Neste particular, a dissenção do recorrente relativamente à sentença começa por invocar a nulidade da decisão administrativa por ausência na mesma de menção ao número de radar, quando foi calibrado e se o mesmo foi ou não reconhecido e aprovado pelo IPQ.
Independentemente do recurso se dirigir à sentença resultante da impugnação judicial e não à decisão administrativa, sempre diremos que não assiste a mínima razão ao recorrente. Desde logo, porque na decisão administrativa é claramente mencionado que a velocidade do veículo do arguido foi controlada pelo cinemómetro radar, marca Multanova, modelo MUVR-6FD, aprovado em 28.4.2003 pela DGV através do despacho/ofício n.º 8036, tal como já constava do auto de contra-ordenação para que remete a decisão administrativa e a sentença, ora recorrida, na parte em que conheceu dessa questão.
A decisão é clara quanto à indicação do meio de prova utilizado e a respectiva aprovação sendo que ”(..) os aparelhos utilizados na fiscalização da velocidade estão sujeitos à aprovação da Direcção Geral de Viação (artigo 5.º, n.º 5 do C.E., na redacção do DL n.º 44/2005, de 23.02), aprovação essa que tem necessariamente que ser precedida de controlo metrológico a cargo do Instituto Português da Qualidade para a verificação da qualidade metrológica dos mesmos”.

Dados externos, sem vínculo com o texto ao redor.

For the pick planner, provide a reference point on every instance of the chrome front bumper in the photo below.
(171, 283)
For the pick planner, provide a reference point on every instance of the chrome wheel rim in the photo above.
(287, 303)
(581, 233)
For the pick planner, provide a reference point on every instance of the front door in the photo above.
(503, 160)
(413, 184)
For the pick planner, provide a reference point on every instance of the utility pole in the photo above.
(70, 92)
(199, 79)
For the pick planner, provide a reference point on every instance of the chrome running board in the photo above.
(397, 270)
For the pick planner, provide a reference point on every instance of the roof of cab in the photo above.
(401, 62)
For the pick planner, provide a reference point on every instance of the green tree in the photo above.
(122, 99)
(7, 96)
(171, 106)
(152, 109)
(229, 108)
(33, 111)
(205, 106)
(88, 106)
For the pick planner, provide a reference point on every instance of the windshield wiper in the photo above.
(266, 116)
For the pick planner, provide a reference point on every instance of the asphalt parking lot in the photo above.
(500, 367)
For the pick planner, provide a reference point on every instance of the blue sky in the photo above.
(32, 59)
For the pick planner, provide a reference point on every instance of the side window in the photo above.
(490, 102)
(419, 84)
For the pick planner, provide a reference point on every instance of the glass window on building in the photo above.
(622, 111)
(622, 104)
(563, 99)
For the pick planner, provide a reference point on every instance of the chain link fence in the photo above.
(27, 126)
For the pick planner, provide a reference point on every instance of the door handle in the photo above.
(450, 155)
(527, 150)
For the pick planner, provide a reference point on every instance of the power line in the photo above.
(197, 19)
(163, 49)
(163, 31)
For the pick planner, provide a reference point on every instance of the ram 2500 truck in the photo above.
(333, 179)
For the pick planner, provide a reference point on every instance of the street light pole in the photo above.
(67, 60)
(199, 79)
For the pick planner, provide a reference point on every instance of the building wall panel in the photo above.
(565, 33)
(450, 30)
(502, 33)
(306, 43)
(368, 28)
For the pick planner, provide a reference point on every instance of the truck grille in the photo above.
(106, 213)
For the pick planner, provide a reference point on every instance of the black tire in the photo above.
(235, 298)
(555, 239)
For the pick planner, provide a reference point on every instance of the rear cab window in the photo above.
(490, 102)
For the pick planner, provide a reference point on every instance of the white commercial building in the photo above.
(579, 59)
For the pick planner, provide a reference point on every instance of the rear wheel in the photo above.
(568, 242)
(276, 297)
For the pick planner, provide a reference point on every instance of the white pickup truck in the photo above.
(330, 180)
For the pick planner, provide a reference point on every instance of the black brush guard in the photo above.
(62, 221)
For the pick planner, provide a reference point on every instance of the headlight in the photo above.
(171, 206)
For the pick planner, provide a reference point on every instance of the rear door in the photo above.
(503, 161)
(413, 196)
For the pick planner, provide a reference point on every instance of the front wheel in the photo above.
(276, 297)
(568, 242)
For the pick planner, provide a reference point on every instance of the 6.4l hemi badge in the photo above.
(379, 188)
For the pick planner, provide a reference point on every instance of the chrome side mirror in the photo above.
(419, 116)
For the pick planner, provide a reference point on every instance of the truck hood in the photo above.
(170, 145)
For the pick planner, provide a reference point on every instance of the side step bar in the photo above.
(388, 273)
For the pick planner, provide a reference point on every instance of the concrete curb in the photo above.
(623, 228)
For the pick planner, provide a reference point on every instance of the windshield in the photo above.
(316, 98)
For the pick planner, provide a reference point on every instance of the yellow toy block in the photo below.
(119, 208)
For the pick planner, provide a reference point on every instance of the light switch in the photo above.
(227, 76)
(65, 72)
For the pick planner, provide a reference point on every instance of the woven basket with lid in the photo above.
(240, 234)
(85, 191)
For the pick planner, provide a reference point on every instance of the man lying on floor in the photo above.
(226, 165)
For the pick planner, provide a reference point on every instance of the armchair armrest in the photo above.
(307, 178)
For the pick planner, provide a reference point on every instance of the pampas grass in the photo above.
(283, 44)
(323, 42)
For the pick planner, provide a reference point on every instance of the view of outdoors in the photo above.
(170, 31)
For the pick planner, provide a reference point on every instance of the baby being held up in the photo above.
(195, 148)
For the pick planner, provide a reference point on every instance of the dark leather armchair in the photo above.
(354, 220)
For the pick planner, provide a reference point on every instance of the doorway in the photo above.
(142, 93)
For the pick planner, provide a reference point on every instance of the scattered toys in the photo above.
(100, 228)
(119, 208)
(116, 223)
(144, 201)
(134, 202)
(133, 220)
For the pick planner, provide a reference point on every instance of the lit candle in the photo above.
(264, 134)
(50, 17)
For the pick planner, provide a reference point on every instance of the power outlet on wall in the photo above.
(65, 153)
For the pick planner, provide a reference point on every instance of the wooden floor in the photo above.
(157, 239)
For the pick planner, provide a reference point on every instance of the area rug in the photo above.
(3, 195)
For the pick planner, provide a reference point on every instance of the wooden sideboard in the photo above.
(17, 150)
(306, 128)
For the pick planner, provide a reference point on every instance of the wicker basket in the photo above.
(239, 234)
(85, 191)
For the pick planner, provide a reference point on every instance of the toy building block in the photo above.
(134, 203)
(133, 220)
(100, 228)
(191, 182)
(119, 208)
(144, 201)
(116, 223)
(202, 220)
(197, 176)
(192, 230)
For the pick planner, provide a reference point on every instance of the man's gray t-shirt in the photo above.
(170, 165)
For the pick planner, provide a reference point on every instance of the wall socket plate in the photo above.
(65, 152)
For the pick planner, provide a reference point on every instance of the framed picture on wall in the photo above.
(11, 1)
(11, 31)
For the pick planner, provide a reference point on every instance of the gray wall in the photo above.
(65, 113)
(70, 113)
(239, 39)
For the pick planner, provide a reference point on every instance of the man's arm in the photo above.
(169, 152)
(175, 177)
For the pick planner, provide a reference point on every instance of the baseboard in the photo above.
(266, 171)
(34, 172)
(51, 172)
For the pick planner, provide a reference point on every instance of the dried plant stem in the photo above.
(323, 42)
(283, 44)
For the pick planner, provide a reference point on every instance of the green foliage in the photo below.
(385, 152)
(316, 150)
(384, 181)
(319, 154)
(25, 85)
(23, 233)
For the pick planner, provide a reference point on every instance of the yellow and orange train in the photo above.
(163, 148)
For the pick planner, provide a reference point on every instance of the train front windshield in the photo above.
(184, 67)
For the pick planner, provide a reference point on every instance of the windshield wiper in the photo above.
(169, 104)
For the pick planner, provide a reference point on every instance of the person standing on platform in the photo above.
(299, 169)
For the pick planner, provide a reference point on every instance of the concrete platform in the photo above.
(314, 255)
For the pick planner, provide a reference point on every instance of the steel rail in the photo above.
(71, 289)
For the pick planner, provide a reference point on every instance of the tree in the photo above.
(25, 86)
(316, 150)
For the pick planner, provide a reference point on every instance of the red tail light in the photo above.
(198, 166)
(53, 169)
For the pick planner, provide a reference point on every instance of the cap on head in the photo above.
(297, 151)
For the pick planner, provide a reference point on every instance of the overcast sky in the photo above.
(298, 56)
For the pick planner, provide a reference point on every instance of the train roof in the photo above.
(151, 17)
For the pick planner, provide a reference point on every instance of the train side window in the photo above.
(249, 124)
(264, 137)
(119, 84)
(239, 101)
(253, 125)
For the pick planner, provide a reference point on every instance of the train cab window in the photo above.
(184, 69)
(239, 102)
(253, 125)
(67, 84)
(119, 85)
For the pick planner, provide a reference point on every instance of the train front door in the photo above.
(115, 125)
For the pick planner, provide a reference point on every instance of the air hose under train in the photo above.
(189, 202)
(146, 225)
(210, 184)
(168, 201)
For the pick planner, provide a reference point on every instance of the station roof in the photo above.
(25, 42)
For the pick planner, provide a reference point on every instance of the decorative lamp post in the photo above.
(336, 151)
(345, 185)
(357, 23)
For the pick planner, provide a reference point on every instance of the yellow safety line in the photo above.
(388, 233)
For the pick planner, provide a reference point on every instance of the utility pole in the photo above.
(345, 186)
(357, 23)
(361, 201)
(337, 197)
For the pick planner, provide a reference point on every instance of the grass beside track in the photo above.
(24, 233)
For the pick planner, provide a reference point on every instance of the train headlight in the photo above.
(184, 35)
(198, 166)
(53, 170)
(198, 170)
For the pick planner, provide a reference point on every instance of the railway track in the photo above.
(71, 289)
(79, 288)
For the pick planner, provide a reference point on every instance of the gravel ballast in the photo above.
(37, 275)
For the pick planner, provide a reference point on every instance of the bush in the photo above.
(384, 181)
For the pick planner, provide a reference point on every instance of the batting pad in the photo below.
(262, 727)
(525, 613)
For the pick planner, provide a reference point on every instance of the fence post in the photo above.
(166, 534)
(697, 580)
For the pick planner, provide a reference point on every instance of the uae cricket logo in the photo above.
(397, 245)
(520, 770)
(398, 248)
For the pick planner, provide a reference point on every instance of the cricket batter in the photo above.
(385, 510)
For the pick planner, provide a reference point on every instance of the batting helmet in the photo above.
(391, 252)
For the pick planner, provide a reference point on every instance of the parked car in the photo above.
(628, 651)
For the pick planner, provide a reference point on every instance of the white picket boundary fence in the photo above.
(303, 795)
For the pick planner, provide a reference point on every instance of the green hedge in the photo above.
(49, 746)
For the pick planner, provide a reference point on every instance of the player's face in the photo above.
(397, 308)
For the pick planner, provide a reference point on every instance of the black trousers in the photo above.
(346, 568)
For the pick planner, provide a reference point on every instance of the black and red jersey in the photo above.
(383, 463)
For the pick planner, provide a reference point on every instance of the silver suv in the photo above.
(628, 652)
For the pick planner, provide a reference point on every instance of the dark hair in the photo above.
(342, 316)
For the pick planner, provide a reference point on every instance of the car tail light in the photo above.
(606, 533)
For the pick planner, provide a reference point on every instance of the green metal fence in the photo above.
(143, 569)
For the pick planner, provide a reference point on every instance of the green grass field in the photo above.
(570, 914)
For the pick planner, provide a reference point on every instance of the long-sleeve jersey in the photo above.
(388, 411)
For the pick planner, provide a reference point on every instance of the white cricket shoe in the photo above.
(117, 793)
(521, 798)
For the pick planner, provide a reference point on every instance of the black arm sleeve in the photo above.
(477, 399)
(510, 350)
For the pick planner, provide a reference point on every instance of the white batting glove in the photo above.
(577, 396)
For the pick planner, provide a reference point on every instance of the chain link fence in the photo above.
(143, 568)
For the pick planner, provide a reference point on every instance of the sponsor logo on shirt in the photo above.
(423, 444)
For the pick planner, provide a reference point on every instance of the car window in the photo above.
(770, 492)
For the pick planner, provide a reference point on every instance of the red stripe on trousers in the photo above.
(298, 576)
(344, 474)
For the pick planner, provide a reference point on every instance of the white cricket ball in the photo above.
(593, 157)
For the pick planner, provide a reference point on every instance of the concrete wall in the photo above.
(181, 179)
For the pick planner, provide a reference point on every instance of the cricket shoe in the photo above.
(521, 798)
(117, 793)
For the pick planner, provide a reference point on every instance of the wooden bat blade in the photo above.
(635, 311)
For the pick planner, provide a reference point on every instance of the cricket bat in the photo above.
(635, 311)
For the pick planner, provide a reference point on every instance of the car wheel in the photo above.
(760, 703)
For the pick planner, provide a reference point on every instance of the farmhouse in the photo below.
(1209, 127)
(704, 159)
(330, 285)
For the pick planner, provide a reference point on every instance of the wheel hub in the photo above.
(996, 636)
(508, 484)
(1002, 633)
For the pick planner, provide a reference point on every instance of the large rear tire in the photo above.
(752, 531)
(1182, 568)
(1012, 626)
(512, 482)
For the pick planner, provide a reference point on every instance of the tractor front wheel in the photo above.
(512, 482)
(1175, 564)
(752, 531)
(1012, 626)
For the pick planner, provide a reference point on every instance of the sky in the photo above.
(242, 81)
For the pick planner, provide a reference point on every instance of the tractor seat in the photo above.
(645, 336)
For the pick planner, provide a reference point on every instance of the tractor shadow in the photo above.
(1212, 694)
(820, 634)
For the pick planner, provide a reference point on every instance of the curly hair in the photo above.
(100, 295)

Em suma, as deficiências que o recorrente invoca não existem.

Suscita o recorrente a validade do meio de prova obtido através do uso do radar por, na sua perspectiva, não ter sido efectuada a notificação relativa à utilização de radares junto da Comissão0 Nacional de Protecção de Dados.
Nesta matéria importa reter o seguinte:
Refere a decisão recorrida que, na sequência de requerimento do recorrente no âmbito do disposto no art.º 315.º, n.º1 do CPP em que solicitava que o tribunal notificasse a CNPD do documento de autorização para comprovação da autorização do sistema de vídeo-vigilância, a DGV veio informar que o modelo radar em causa foi notificado à CNPD apenas em 5.5.2006, ao abrigo do DL n.º 207/05, de 29.11.
Ora, a infracção foi praticada em 14.7.2005, ou seja, antes da entrada em vigor do referido Decreto-Lei, quando não era obrigatório a notificação à CNPD, ou seja, a notificação ocorreu efectivamente em data (05.05.2006) posterior à data da prática da contra-ordenação em discussão nos presentes autos (14.07).
Como a infracção foi cometida antes da existência daquela obrigação de comunicação, a problemática suscitada pelo recorrente não tem qualquer razão de ser.
De qualquer modo e acerca do efeito da falta de comunicação, mesmo que já fosse obrigatória na data da prática dos factos, quanto à validade da prova obtida através do mencionado radar, sempre diremos so seguinte.
A Comissão Nacional de Protecção de Dados é uma entidade administrativa independente, que tem como atribuição controlar e fiscalizar o cumprimento das disposições legais e regulamentares em matéria de protecção e dados pessoais e cujas competências, sempre relacionadas com o tratamento e a protecção de dados pessoais, se encontram elencadas no artigo 23º da Lei 67/98 de 26 de Outubro.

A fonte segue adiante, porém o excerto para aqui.